Así lo ha dejado a saber a algunos de sus interlocutores. Probablemente esa duda legítima sea la que empuja a David a permanecer inamovible en el aislamiento sanitario y político dentro de su santuario de retiro, justo como en la elección del 2016. Las encuestas a su favor son el menor de los problemas para el presidente, tal lección tuvo el monrealismo en 2017. ¿Qué tanto conviene su candidatura hoy a Andrés Manuel y a Ricardo?

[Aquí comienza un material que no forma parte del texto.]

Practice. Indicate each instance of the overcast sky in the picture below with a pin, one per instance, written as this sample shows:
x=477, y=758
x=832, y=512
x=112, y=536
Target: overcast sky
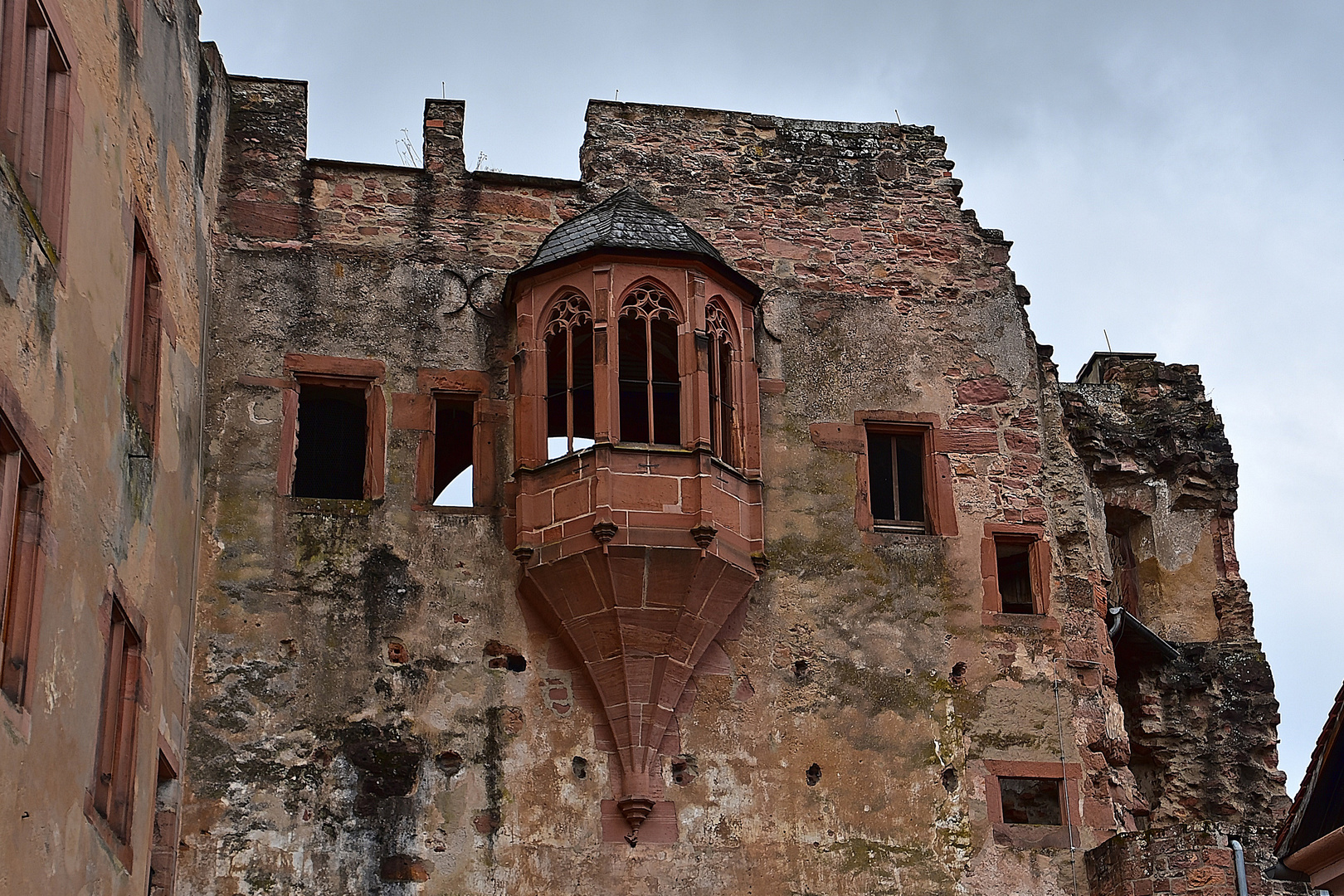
x=1170, y=173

Esa es la respuesta que debe buscar.


#Casualidades: Por adjudicación directa, y sin contrato de por medio, la Subdelegación Administrativa de la SADER en Zacatecas a cargo de José María Llamas Caballero, le soltó medio millón de pesos a Materiales Ligeros para la Construcción S.A. de C.V., para darle una “manita de gato” a sus oficinas.

Una manita de gato de medio millón de pesos en SADER Zacatecas.

Vaya forma de cerrar el año para la empresa que, en noviembre de 2019, emitió tres facturas para SADER: una por servicio de rotulación (152 mil 484 pesos), otra por impermeabilización (198 mil 275 pesos), y una más por concepto de pintura para inmuebles (152 mil 172 pesos).

Si bien los costos concuerdan con el valor del mercado, ¿medio millón de pesos a una misma casa de materiales de construcción? ¿Tres adjudicaciones sin contrato que las avale? Mucha suerte o muchos compromisos de por medio.